Speaking to her followers on Instagram on Monday, Ocasio-Cortez said that the “United States is running concentration camps on our southern border.”

“That is exactly what they are: they are concentration camps and if that doesn’t bother you, then [I don’t know],” she said as she gestured, adding that she was speaking to those who “are concerned enough with humanity to say that ‘Never Again’ means something and... that concentration camps are now an institutionalized practice in the Home of the Free [United States].”

"Never Again" is a common phrase used when pledging to never allow the atrocities experienced in the Holocaust to occur again.

“We need to do something about it,” she told her viewers. “This is not just about the immigrant communities being held in concentration camps, it’s a crisis of if America will remain America in its actual principles and values.”

She made it clear that she didn’t make such comparisons lightly.

"I don't use those words lightly," Ocasio-Cortez explained. "I don't use those words to just throw bombs.”


“I use that word because that is what an administration that creates concentration camps is,” she said, highlighting that a presidency that “creates concentration camps is fascist, and it's very difficult to say that."

Earlier this month, author and expert on the history of concentration camps Andrea Pitzer explained to Esquire that the definition of a concentration camp is mass detention of civilians without trial, exactly what she said is happening in the US southern border.

She also shared several tweets on the matter saying it’s “probable” that the situation will get worse.

“So far, what the US is doing is similar to some prior [concentration camp] systems, all of which degenerated further before they were ended - (and many of which are still defended in surprising places today),” she tweeted.

“The longer a camp system stays open, the more predictable things will go wrong (contagious diseases, malnutrition, mental health issues),” she explained. “In addition, every significant camp system has also introduced new horrors of its own, that were unforeseen when that system was opened.”

“We now have a *massive* & growing camp system, with no powerful opposition in sight,” Pitzer continued via Twitter.
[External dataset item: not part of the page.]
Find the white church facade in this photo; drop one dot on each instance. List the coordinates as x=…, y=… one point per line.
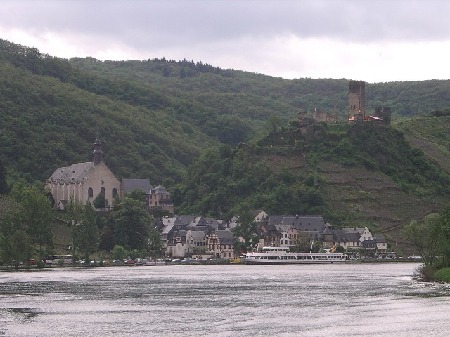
x=83, y=182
However, she said, “there's a chance protest could work in the US (despite the fact that it hasn't happened in other cases), people aren't in the streets every night, demanding an end to the camps.”
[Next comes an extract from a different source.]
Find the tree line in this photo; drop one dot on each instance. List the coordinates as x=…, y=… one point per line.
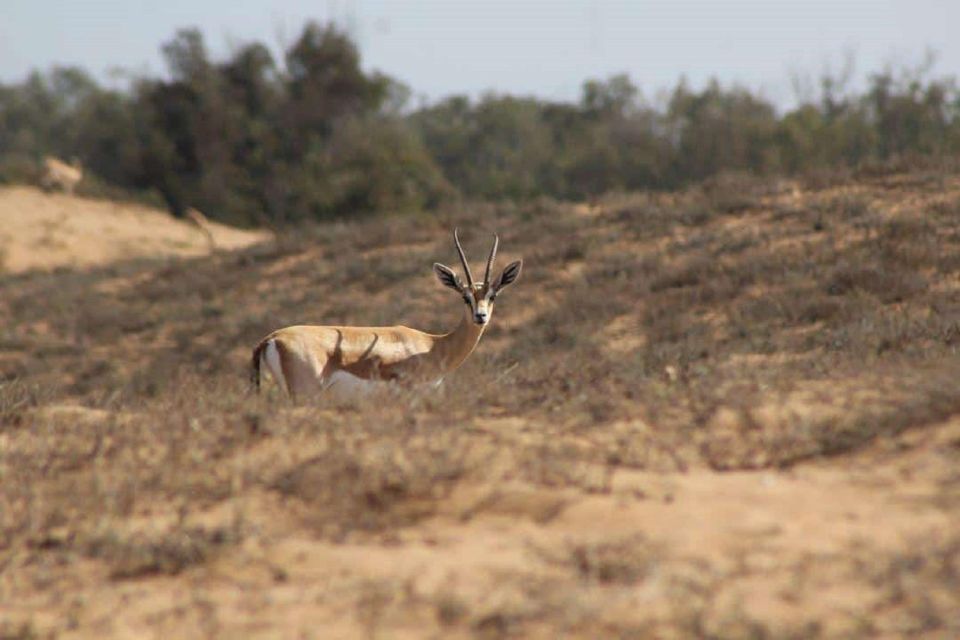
x=256, y=140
During the Twitter explanation, she made it clear that “Big camp systems don't close themselves… Legislatures have never closed them against the will of an executive. This Supreme Court seems inclined to give the executive power it's historically had access to, even if that power might appear to be abused in current circumstances.”

Pitzer added that she doesn’t think that “the current [Supreme] Court will end this camp system.”

“To sum up this brief sketch, the longer camps stay open, the worse they get, esp[ecially] if they survive their existential crisis & pass a 3- or 4-year mark,” she said, concluding by saying she doesn’t “see any current force in the US able & willing to close them, short of popular protest, which isn't happening yet.”

In the same Esquire report, Holocaust and genocide studies historian Waitman Wade Beorn said that “concentration camps, in general, have always been designed to separate one group of people from another group.”

“Usually [its] because the majority group, or the creators of the camp, deem the people they're putting in it to be dangerous or undesirable in some way," he added.